Querying Spatial Data with PostGIS and ogr_fdw
In my last post, I did a simple intro to foreign data wrappers in PostgreSQL. postgres_fdw is an extension available in Postgres core that allows you to issue queries against another Postgres database. It's just one of many foreign data wrappers that you can use in Postgres, so for today's post we'll look at another that works especially well with spatial data formats: ogr_fdw.
I had also previously talked about some different ways to get spatial data into a Postgres/PostGIS database, but the cool thing about foreign data wrappers is that they're an alternative to needing to have everything in the same data store. With spatial data being stored and shared in so many different formats, imagine being able to abstract that conversion away and just focus on analysis. Read on for a couple of quick demos.
Get started with ogr_fdw
Ogr_fdw is a Postgres extension. In order to install it, you have to download your Linux distro package, or use StackBuilder to add it to your Postgres install on Windows. This is what I ran in Ubuntu 20.04:
sudo apt update
sudo apt install postgresql-13-ogr-fdw
You'll also want to make sure you've enabled the PostGIS extension to take advantage of spatial functions and filtering. Otherwise, spatial data will be in bytea format (representing Well Known Binary [WKB] geometries).

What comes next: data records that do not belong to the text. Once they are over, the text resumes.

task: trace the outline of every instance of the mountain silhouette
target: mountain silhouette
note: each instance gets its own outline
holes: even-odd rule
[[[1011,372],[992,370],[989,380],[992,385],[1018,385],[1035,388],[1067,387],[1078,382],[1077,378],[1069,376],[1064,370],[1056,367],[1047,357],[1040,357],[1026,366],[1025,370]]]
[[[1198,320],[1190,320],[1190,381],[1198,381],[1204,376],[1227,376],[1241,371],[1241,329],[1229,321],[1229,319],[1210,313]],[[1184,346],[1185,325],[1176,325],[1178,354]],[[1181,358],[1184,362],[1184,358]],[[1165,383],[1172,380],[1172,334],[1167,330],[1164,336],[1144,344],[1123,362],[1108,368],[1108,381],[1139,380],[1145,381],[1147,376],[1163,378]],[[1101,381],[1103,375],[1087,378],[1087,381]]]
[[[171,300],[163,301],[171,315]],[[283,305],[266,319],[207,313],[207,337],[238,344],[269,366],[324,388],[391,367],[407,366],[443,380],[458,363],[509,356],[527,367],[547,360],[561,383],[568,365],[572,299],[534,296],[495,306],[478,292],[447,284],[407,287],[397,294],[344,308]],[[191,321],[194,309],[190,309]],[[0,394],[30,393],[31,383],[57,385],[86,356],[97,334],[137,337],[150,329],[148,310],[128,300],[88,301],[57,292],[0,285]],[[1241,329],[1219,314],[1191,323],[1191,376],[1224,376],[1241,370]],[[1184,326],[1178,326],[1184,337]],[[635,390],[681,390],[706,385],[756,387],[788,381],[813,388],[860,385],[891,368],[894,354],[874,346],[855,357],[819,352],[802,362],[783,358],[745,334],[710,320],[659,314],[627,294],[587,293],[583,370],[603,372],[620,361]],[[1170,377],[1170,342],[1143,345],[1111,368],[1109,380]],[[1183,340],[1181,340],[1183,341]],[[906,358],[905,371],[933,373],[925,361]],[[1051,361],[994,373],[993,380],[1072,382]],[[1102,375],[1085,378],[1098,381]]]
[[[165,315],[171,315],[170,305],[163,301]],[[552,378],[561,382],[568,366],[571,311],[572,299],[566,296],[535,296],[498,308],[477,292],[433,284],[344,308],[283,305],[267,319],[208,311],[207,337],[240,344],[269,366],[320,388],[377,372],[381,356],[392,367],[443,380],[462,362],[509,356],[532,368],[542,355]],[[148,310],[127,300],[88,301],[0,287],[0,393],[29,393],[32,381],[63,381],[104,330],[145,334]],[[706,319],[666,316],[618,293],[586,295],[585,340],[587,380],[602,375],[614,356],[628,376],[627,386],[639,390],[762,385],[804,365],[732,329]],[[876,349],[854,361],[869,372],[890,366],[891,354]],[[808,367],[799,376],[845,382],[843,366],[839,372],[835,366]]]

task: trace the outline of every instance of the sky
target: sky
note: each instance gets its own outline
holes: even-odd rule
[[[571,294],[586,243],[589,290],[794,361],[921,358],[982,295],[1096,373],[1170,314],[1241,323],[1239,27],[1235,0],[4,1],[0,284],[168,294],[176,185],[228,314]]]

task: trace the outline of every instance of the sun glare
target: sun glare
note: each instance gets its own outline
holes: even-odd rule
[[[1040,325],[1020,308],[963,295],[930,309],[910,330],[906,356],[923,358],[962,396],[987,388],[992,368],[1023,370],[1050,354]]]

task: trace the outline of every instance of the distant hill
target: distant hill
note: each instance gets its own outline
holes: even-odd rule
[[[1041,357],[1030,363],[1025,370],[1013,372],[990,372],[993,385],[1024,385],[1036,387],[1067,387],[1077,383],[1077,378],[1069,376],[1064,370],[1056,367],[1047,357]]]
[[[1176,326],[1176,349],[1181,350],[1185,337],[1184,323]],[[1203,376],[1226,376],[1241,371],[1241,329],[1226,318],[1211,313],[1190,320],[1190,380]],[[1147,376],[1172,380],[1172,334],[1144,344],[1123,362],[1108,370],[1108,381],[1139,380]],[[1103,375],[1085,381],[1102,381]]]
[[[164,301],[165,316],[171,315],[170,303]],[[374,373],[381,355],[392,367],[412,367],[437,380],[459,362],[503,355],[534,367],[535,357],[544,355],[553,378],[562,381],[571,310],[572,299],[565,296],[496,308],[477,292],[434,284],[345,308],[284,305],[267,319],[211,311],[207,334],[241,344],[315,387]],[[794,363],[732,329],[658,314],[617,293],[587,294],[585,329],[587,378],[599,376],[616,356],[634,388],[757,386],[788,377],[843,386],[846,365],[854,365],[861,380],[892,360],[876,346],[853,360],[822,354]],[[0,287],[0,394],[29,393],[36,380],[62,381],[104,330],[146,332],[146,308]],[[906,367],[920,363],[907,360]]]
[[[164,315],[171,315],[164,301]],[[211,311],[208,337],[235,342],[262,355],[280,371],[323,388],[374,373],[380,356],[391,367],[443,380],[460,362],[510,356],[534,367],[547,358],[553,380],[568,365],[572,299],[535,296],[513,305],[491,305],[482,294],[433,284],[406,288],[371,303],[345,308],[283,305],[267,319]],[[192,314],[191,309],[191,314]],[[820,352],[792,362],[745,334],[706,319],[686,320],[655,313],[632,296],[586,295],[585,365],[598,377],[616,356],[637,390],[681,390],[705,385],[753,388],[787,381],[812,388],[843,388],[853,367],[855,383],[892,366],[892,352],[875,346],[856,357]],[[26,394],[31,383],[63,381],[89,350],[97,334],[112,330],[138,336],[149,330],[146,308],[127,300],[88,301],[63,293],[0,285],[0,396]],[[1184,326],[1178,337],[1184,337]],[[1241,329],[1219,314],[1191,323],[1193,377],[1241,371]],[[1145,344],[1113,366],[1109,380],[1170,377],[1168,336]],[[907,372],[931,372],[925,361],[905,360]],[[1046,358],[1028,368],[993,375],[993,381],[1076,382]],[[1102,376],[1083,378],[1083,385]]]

Like most extensions, you can enable ogr_fdw
with the CREATE EXTENSION
command:
test=# CREATE EXTENSION ogr_fdw;
Then, you can add the foreign server, then create the foreign schema. Let's follow along with the instructions from the ogr_fdw GitHub repo, then look at a more involved example afterwards.
Example: Shapefile saved locally
test=# CREATE SERVER myserver FOREIGN DATA WRAPPER ogr_fdw OPTIONS (datasource '/tmp/data', format 'ESRI Shapefile');
test=# IMPORT FOREIGN SCHEMA ogr_all
LIMIT TO (pt_two)
FROM SERVER myserver INTO public;
First, we set our data source to the directory that contains the shapefile to query. ogr_fdw works with the full list of GDAL/OGR formats.
IMPORT FOREIGN SCHEMA is available starting from Postgres 9.5 and allows you to automatically create foreign tables for the foreign server. ogr_all
is a "special" schema - ogr_fdw will by default create foreign tables for all layers detected in the data source. Here, we're saying that we only want the layer named pt_two to be created as a foreign table. You can use the LIMIT TO
/ EXCLUDE
Postgres clauses if you want only specific layers. Or, you can use quotes around the remote schema string like so:
IMPORT FOREIGN SCHEMA "pt"
FROM SERVER myserver INTO public;
This will create tables for matching layers only (ie names prefixed with pt).
Alternatively, you could use CREATE FOREIGN TABLE
to manually create individual tables:
test=# CREATE FOREIGN TABLE pt_two (
fid int,
geom geometry(Point, 4326),
name varchar,
age int,
height real,
birthdate date) SERVER myserver OPTIONS (layer 'pt_two');
The OPTIONS
clause accepts a layer parameter for the name of the layer to query.
Wait, what if we don't know the table definition? Not a problem! ogr_fdw comes with the ogr_fdw_info
utility - you can use it like so:
ogr_fdw_info -s /tmp/data/ -l pt_two
And it'll generate the CREATE SERVER
and CREATE FOREIGN TABLE
statements for that layer. You might prefer to go this route instead.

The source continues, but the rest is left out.